The Clarence Cason Award honors writers who “have made a critical contribution to the journalism and literature of the South.” Past recipients of the prestigious award have included some of the greatest names in contemporary nonfiction, such as E.O. Wilson, Rick Bragg, and Gay Talese.
Honorees for the Clarence Cason Award are chosen by a selection committee based at the University of Alabama. On accepting the award, Foster will also present a lecture at the university.
Foster is the author of All the Lost Girls: Confessions of a Southern Daughter, Just Beneath My Skin, and most recently, Girl From Soldier Creek, a novel about two sisters and their complex relationship with the South, family, and each other.
Girl from Soldier Creek was praised by writer Janet Burroway as “an essential and quintessential American story, as Katherine Soldier, known as Jit, struggles to leave behind the territory of its title—a humid, fecund terrain, a problematic family and its tangle of love, resentment, and entrapment,” and by writer Phillip Lopate: “The sensuous, visually elegant prose will keep you enthralled.”
Foster has served as editor for four anthologies: Minding the Body: Women Writers on Body and Soul, Sister To Sister, The Healing Circle (co-edited with Mary Swander), and Understanding the Essay (co-edited with Jeff Porter). She has published more than fifty essays and stories in publications including Ploughshares, The Sun, Virginia Quarterly Review, and The Iowa Review, and received, among many honors, the PEN/Jerard Award and the Mary Roberts Rinehart Award in Nonfiction.
Foster has taught writing and literature in the Nonfiction Writing Program and the UI Department of English for more than twenty years.

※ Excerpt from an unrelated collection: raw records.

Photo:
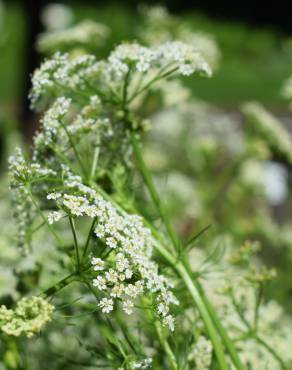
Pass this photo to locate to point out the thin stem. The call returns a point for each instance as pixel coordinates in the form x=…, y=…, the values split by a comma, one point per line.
x=154, y=195
x=125, y=87
x=55, y=235
x=72, y=224
x=227, y=341
x=59, y=285
x=94, y=162
x=88, y=239
x=259, y=295
x=158, y=245
x=74, y=149
x=166, y=346
x=158, y=77
x=272, y=351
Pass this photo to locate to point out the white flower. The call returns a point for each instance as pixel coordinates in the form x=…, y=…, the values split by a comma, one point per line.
x=128, y=307
x=111, y=276
x=99, y=282
x=54, y=196
x=106, y=305
x=98, y=264
x=162, y=309
x=54, y=216
x=169, y=322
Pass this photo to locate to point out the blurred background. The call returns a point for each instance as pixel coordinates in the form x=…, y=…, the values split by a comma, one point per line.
x=230, y=162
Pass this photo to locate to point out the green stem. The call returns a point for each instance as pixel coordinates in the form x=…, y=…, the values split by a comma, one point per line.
x=74, y=149
x=178, y=266
x=59, y=285
x=158, y=77
x=72, y=224
x=224, y=335
x=166, y=346
x=272, y=351
x=94, y=162
x=88, y=240
x=154, y=195
x=194, y=293
x=55, y=235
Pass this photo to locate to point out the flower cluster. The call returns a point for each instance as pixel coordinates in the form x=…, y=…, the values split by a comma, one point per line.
x=287, y=91
x=201, y=354
x=28, y=318
x=83, y=76
x=159, y=26
x=87, y=35
x=22, y=173
x=269, y=128
x=174, y=55
x=127, y=272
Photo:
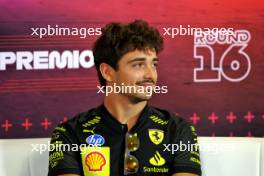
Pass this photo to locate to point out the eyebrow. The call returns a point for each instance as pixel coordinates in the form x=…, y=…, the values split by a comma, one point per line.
x=141, y=59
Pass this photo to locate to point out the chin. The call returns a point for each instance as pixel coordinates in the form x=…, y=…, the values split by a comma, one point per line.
x=140, y=97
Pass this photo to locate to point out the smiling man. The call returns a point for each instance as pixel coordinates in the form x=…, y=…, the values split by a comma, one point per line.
x=125, y=135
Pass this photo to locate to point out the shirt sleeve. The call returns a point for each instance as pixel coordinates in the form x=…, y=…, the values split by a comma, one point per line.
x=64, y=155
x=187, y=156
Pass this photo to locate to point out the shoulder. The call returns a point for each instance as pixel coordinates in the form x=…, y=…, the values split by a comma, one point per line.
x=78, y=120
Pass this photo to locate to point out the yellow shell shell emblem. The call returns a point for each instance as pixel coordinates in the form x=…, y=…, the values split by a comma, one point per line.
x=156, y=136
x=157, y=160
x=95, y=161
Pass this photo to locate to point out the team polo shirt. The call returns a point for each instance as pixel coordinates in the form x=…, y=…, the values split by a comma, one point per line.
x=98, y=147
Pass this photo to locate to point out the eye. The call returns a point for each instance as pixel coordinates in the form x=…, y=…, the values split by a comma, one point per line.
x=155, y=64
x=138, y=65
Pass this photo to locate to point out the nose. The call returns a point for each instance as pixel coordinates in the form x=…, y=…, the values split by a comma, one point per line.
x=150, y=73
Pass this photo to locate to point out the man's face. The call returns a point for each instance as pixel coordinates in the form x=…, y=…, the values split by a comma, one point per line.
x=138, y=69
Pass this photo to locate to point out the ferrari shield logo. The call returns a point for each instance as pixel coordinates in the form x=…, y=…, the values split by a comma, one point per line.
x=156, y=136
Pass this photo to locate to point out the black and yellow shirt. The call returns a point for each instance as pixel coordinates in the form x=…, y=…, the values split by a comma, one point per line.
x=93, y=143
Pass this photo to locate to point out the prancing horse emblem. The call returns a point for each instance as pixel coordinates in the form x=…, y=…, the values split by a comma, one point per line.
x=156, y=136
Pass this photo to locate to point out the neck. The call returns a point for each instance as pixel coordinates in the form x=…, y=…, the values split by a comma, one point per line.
x=122, y=109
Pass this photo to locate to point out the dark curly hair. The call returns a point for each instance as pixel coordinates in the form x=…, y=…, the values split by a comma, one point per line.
x=118, y=39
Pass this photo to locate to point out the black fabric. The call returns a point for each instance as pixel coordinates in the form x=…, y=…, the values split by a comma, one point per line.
x=153, y=157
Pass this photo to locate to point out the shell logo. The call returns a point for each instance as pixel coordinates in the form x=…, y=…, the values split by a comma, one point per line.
x=95, y=161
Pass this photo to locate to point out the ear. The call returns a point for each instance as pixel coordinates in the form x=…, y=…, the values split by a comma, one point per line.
x=107, y=72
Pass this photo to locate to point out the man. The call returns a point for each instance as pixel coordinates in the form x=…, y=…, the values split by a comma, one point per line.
x=124, y=135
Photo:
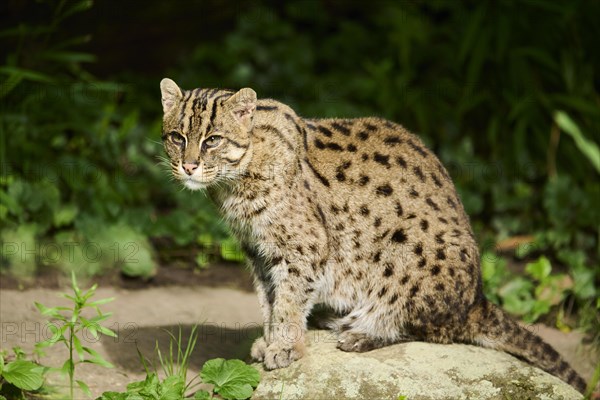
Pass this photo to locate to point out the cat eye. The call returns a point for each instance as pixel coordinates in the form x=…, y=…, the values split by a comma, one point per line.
x=177, y=139
x=212, y=141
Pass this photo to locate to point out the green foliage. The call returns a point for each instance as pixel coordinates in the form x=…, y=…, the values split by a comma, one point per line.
x=532, y=295
x=19, y=375
x=232, y=379
x=84, y=191
x=72, y=324
x=504, y=92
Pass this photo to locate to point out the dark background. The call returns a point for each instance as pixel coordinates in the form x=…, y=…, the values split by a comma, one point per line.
x=505, y=92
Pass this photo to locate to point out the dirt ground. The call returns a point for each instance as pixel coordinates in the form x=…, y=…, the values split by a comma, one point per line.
x=220, y=302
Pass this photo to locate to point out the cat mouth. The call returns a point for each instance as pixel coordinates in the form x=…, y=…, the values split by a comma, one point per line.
x=194, y=184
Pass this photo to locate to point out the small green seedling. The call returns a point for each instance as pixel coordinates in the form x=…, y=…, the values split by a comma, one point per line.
x=70, y=325
x=19, y=373
x=232, y=379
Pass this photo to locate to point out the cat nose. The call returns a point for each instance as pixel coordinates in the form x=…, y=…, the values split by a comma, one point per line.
x=189, y=168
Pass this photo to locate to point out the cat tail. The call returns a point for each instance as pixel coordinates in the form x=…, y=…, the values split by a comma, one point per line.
x=491, y=327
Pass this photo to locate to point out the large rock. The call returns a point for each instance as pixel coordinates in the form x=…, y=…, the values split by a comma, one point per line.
x=416, y=370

“To experience Patricia, both in person and on the page, is to recognize a force,” said NWP graduate student Anne Sand. “She's one of those professors who becomes the adviser on your shoulder, whose advice stays with you as you improve as a writer and thinker. My experience of her work is much the same. Her stories have sunk deep.”
“From the mesmerized looks of her audience at readings, and the discussions I've had with some of my fellows, I don't think I'm unique in this experience,” Sand said.
For the past forty years, the Nonfiction Writing Program has encouraged students to explore new approaches to creative nonfiction while also developing an appreciation for the deep history of the genre. Iowa’s Nonfiction Writing Program is offered by the Department of English, within the College of Liberal Arts and Sciences.